Don't leave former interpreters stranded in Afghanistan

Good for regularly shirtless Prime Minister Justin Trudeau as he has a blast photo bombing weddings and surfing with pals.


But not everybody is as free.

Ask Abdul Wasi Sherzai.

If Trudeau is going to give the shirt off his back to anybody, it should be for guys like Abdul who are in need of it.

“There is no security for us in Afghanistan,” Sherzai told me via e-mail from the terror-torn country we as a nation once cared about.

Sherzai cared enough to help our troops as an interpreter.

He doesn’t regret it even if he recently received a letter from Canadian immigration officials saying his application was turned down — largely because of an inability to provide proper paper work.

That kind of red tape works in Canada. Not so much in Afghanistan where homes, schools and government buildings are often burned or bombed to the ground.

People like Sherzai, and his wife and kids, are at risk every moment from the Taliban and ISIS.

“Our life is full of risks in Afghanistan,” he said. “Even my children can’t go to school.
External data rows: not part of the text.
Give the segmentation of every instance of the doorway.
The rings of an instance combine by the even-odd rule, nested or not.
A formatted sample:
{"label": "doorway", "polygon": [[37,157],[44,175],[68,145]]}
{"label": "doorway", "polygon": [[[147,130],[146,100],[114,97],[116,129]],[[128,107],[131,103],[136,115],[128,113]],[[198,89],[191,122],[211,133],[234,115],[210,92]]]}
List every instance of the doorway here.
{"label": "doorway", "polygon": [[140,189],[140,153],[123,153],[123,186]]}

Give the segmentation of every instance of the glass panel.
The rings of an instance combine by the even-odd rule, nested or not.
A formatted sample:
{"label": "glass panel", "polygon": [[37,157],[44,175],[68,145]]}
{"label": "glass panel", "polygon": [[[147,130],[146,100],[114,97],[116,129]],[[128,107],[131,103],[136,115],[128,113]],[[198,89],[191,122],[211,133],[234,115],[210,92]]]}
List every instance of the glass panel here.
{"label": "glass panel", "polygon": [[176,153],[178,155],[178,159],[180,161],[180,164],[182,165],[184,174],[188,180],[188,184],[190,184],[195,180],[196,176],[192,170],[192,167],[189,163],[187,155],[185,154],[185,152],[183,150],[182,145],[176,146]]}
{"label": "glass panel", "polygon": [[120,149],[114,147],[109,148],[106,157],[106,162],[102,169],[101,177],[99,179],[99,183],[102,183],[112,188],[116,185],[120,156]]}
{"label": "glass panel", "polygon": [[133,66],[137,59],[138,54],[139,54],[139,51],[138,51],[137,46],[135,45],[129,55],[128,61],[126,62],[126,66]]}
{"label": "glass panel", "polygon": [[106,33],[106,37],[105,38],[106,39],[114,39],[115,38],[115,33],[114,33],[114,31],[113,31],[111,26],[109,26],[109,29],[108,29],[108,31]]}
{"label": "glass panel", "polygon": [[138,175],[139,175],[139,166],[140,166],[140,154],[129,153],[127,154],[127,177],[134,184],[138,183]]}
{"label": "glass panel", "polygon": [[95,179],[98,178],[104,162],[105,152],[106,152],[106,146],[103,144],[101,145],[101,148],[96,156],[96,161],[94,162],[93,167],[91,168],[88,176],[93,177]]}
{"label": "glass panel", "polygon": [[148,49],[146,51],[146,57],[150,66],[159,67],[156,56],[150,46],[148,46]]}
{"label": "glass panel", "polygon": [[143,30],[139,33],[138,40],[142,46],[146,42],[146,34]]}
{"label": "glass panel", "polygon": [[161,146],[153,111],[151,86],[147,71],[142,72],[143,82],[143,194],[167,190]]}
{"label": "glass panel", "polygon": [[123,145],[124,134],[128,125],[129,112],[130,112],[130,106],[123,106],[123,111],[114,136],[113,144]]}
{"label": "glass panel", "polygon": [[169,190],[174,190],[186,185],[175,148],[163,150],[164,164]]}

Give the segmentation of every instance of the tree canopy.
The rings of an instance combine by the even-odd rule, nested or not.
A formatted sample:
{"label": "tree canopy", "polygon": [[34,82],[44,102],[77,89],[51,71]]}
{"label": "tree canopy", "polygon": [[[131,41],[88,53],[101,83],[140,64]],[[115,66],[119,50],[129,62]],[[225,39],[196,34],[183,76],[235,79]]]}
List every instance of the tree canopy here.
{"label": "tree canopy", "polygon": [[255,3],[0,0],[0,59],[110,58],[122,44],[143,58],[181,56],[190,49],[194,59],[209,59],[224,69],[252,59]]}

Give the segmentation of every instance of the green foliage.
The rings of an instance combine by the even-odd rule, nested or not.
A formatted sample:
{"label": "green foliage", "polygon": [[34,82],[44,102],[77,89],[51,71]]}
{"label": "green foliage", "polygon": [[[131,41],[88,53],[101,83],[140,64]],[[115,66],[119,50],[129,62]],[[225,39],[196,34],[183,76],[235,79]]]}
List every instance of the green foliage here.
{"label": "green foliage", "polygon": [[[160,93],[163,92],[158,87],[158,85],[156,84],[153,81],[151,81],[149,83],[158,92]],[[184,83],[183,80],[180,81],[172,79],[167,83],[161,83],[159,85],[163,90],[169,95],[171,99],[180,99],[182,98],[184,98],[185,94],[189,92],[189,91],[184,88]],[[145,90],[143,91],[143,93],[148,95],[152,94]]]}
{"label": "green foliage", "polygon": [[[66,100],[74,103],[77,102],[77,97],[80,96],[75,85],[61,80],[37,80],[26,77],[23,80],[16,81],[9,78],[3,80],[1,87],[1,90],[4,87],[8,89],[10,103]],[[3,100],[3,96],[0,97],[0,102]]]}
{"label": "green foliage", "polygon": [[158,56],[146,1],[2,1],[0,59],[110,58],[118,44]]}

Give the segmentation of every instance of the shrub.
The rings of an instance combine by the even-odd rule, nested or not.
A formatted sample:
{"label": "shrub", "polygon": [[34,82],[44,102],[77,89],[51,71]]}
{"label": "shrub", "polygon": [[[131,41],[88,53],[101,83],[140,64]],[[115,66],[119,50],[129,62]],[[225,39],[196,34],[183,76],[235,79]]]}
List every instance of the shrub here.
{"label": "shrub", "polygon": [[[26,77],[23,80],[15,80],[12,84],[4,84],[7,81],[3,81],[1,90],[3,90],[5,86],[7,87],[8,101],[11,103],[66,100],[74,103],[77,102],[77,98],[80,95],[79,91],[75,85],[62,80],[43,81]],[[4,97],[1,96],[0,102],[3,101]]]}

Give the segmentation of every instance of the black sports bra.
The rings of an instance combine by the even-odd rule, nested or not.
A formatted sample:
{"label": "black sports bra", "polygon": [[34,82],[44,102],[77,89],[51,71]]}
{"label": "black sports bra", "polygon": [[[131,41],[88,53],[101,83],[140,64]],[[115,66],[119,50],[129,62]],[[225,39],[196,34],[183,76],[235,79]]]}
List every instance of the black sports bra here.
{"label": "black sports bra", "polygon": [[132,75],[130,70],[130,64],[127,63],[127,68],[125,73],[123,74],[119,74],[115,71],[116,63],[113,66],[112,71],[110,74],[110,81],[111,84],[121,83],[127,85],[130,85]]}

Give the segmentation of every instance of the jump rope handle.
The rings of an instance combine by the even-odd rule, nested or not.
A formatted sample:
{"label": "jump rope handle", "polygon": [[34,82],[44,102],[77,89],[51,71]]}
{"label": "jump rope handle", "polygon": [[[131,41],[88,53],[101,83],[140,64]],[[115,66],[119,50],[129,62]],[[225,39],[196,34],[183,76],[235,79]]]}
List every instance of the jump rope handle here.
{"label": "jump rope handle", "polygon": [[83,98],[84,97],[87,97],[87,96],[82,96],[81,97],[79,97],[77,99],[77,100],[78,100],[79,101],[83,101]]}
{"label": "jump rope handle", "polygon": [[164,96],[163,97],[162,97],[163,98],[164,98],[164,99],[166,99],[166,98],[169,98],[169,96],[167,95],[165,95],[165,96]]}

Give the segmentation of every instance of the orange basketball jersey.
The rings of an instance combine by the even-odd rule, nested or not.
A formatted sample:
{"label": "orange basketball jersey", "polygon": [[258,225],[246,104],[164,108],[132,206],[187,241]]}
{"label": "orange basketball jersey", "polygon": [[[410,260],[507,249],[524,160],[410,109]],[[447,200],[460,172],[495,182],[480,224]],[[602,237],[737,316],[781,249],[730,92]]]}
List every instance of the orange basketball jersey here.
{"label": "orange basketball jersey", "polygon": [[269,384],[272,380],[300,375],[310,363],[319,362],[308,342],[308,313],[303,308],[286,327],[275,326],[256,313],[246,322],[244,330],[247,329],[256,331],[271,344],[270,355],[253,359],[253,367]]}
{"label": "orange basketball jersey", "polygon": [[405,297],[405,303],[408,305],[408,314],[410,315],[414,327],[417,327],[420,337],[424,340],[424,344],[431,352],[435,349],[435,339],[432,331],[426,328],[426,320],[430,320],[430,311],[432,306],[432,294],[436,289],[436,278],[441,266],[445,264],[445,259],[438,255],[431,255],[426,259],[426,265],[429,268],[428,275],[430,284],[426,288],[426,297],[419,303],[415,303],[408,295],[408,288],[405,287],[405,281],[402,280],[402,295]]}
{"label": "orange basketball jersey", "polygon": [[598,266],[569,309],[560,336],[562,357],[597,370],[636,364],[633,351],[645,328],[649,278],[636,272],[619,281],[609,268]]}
They are afraid from Taliban every night. It is a dangerous country for us. Insurgents gave us warning threat letter ... ‘because you worked with unbelievers we are going to kill all members of your family.’”

Of course, they are not kidding. Just last week, 80 people were killed and 231 were hurt in a bombing.

“My children and my wife tell me ‘Please leave this country now,’” he said.

If only it were that easy.

But to be fair to Canadian Citizenship and Immigration, they have been overworked bringing in refugees and have done a good job. Also full marks to Minister John McCallum and Trudeau for seeing through the James Akam case.

Also an interpreter, he was in a refugee camp in Germany and his wife and son were in Afghanistan. They are now in Calgary and thriving.

Another stranded former interpreter to the Canadian troops, Alam Khan, tells me there are up to 100 others who did not receive the benefits of a special program that came to an end not long after we left the country.

I have been told Canada is working on a solution to make sure all connected to the military will have a chance to apply. Reports from Afghanistan show the embassy staff doing what they can. But then comes the same problem Akam ran into.

The rigorous standards make it difficult and because these people are not considered refugees, they don’t get the benefit of the doubt when they fail to produce documents.

What they do have is their military service records and pictures as proof. It puts them in a special category. I’ve written both the minister and prime minister to express this.

By the end of this year, I would like to see all of those remaining who qualify (most will) on Canadian soil with Akam, who vouches for Sherzai.

They earned it.

We can’t leave our interpreters abandoned and left to die. Not acceptable.

I like Trudeau and his act but when he’s doing the selfies or getting the vanity chest shots, there are real things going on, too.

Some of us fought unsuccessfully to prevent Canadian hostages Robert Hall and John Ridsdel from being murdered by terrorists in the Philippines and were not happy with the government’s response.

It did not work out well and while most did not care that they were beheaded. I am hoping for the interpreters who valiantly served our troops, that we get a different response and prevent more death.

So take off your shirt anywhere you like Justin.

But remember there are people out there counting on you who are not having as much fun.